The cellphone record traced several calls from the five men to a particular Delhi number. The police allegedly impounded the instrument from Afzal while arresting him in Srinagar. The instrument had no SIM card. So the only identity mark was its machine number, which is unique to each instrument.

But how did the police discover the machine number? There are only two ways: open the instrument, or dial a code and have the number displayed. But the officer who certified the recovery said on oath that he neither opened nor operated the instrument.

Besides, the testimonies on the date of purchase of the phone with a new SIM card (December 4) and its first recorded operation (November 6) did not match. The evidence is certainly not firm enough to award Afzal the severest possible punishment.

Afzal’s personal deposition describes how he was drawn into secessionist militancy, but got disillusioned. He “surrendered” to the Kashmir police but was constantly harassed and subjected to extortion by its Special Task Force. The picture that emerges is that of a person who is not beyond reform.

Equally important is the legal point that during his trial, Afzal was not allowed to have a defence lawyer of his choice and was forced to cross-examine witnesses himself.

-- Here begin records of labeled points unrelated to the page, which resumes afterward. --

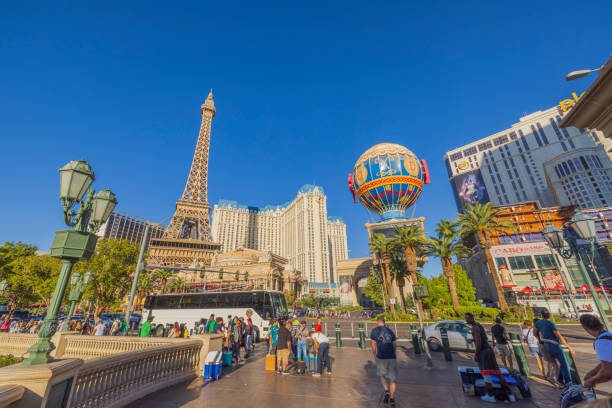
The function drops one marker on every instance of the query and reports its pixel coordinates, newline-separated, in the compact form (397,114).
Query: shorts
(387,367)
(487,363)
(535,351)
(282,355)
(503,349)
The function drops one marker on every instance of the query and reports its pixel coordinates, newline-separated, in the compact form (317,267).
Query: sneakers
(488,398)
(386,398)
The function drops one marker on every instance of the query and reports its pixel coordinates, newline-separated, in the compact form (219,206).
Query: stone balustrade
(10,394)
(16,344)
(117,380)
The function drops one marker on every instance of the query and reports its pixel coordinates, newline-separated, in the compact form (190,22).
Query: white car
(459,335)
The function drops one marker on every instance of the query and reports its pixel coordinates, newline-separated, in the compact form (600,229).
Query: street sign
(421,291)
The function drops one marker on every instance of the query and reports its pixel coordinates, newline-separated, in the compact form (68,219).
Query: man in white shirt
(322,346)
(603,350)
(99,329)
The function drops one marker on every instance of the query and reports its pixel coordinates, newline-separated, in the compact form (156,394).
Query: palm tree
(445,246)
(383,247)
(163,275)
(481,220)
(398,272)
(412,239)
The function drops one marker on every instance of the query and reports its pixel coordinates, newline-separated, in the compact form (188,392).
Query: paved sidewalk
(353,384)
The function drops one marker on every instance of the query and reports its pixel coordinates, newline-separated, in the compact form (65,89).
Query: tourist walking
(321,343)
(551,337)
(99,329)
(384,344)
(485,357)
(273,337)
(533,343)
(302,345)
(145,330)
(175,332)
(501,342)
(283,347)
(603,351)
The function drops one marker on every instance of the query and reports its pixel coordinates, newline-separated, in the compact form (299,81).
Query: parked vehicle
(459,335)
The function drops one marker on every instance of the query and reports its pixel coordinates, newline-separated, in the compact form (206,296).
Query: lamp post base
(39,353)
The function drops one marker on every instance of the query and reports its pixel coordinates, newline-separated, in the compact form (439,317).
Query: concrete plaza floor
(352,384)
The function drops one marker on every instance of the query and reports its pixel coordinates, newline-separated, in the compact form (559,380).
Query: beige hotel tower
(299,230)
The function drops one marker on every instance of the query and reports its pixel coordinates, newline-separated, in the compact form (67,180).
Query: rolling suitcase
(212,366)
(270,362)
(227,358)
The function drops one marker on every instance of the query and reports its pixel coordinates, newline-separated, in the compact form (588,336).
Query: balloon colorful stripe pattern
(388,179)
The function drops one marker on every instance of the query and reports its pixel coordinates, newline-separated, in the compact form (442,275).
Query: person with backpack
(603,350)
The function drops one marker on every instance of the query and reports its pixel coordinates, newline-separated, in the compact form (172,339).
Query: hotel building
(535,159)
(299,231)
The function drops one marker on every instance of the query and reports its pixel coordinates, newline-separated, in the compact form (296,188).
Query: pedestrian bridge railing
(117,380)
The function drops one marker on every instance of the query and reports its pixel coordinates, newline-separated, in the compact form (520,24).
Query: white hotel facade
(299,230)
(534,159)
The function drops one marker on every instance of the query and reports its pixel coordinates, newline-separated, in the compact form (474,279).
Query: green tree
(112,264)
(482,220)
(446,245)
(34,278)
(373,289)
(383,248)
(412,239)
(9,252)
(162,275)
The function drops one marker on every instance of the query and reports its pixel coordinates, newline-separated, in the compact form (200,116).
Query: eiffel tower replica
(187,240)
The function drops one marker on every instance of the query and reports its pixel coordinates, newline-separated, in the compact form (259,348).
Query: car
(459,335)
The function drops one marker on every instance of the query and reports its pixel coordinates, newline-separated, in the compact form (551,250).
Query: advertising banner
(469,188)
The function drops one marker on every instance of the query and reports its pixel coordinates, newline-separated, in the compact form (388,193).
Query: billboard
(469,188)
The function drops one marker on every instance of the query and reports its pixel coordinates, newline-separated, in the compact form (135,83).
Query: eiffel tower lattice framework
(187,239)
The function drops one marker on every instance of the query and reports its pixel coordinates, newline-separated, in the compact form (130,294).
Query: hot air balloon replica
(387,179)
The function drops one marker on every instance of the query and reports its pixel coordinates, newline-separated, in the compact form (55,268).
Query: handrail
(117,380)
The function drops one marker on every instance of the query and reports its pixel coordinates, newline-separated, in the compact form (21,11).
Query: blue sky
(300,91)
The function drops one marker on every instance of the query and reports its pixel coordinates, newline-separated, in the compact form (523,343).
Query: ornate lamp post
(78,284)
(579,227)
(71,245)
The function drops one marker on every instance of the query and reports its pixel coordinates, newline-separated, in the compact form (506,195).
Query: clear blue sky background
(301,91)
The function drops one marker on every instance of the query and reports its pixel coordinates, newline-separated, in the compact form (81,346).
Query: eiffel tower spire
(188,235)
(196,188)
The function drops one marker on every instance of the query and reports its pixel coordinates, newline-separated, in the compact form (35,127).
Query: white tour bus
(188,308)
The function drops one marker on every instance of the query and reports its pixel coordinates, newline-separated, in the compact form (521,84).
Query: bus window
(167,302)
(190,302)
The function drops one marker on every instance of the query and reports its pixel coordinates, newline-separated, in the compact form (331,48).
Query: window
(470,151)
(521,262)
(456,156)
(545,261)
(485,146)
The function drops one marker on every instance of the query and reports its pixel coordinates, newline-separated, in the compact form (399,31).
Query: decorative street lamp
(579,227)
(78,284)
(72,245)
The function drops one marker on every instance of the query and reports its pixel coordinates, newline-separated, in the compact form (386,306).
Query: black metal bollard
(572,365)
(361,336)
(415,339)
(446,345)
(519,353)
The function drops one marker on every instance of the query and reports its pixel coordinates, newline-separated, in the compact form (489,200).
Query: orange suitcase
(270,362)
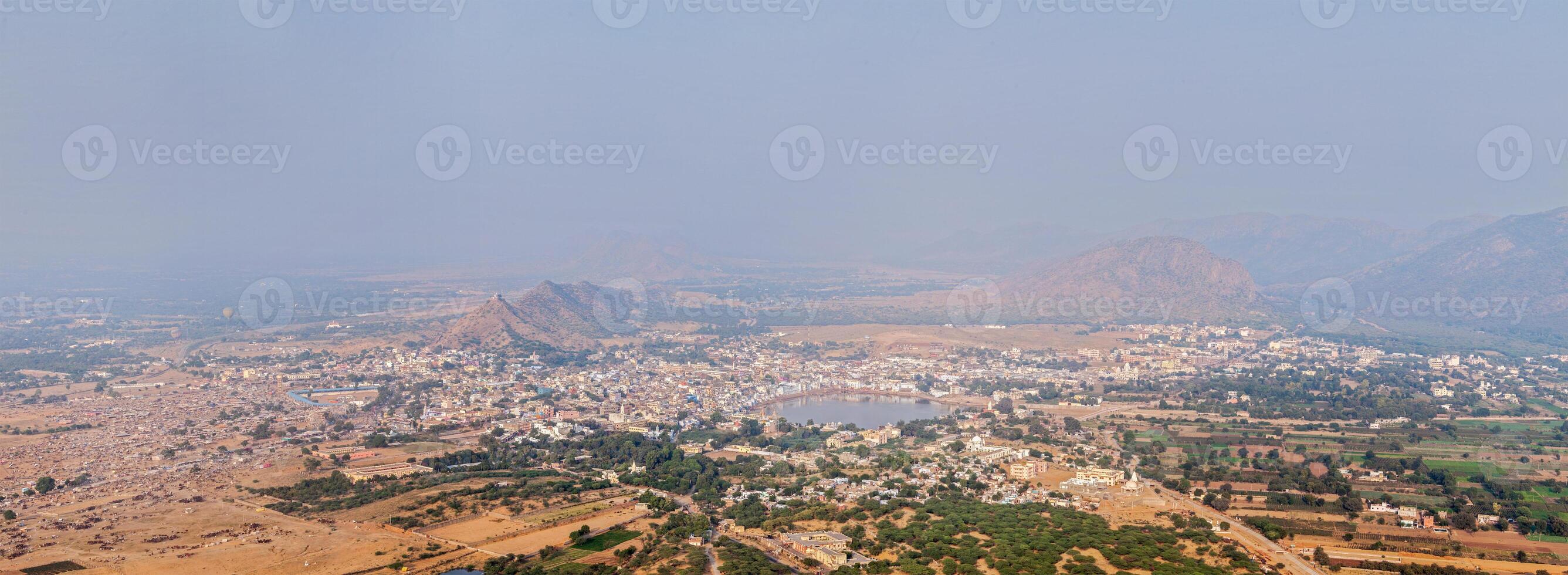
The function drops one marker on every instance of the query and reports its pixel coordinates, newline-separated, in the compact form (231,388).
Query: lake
(866,411)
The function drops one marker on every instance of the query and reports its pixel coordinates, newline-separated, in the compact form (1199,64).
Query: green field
(567,557)
(1548,406)
(607,539)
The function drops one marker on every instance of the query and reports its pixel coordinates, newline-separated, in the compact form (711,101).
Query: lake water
(866,411)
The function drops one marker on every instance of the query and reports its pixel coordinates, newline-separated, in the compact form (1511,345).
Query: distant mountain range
(644,258)
(1518,265)
(1242,268)
(558,316)
(1275,249)
(1145,279)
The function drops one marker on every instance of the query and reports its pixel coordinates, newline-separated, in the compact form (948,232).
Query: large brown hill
(562,316)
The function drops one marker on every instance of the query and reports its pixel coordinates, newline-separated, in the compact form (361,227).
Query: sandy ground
(215,538)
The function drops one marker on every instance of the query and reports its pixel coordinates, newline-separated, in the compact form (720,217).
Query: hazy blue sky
(705,94)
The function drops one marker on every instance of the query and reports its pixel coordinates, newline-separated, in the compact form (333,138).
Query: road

”This should itself be considered a strong argument against denying Afzal the benefit of the doubt,” says Prashant Bhushan, a Supreme Court lawyer who has taken up a number of pro bono cases, including the Narmada dam litigation. ‘’Absence of an adequate defence opportunity warrants a milder punishment than death. And yet the Supreme Court demanded that Afzal’s life should ‘become extinct’. This is a total miscarriage of justice.”

Those who oppose Afzal’s execution say that the Court was driven by excessive anti-terrorism zeal and violated its own stipulation that the death penalty should be awarded in “the rarest of rare cases” – when a murder is conducted in an extremely brutal, grotesque, diabolical and revolting manner, or is targeted at a specific community or caste.

”It is as if retribution, rather than a balanced view of prevention and deterrence, guided the Supreme Court,” argues Ramanathan. ”Retributive punishment is a dubious legal proposition. It also fails to take into account the possibility of reform of the accused.”

Afzal’s case has triggered two other debates: should clemency be granted when the death penalty will further inflame political discontent in Kashmir; and on the merits of the death penalty.

Most of those who demand that Afzal be hanged also oppose political reconciliation in Kashmir and demand purely military means to tackle the discontent there. Their opponents warn that hanging Afzal would further alienate Kashmiri opinion from the Indian state; the government is duty-bound to consider this while deciding on clemency.

The larger question of the morality or effectiveness of capital punishment is again being debated. India is not among the 129 countries which have stopped awarding the death penalty. The argument against it is reinforced in India by the observation of a former chief justice of India (P.N. Bhagwati), that it is exclusively given to the poor who are unable to defend themselves.

”This makes the death penalty especially repugnant in India”, says Bhushan. ‘’It strengthens the argument that it violates the sanctity of human life, is irreversible in its effect and fails to deter heinous crime.”

Over the past 60 years only gruesome cases of murder or political assassination, such as that of former prime minister Indira Gandhi in 1984, have attracted capital punishment.

Yet, given the present climate, India is not about to abolish the death penalty. Clearly, a more sane and sober debate will have to take place before conservatives yield ground to liberal opinion.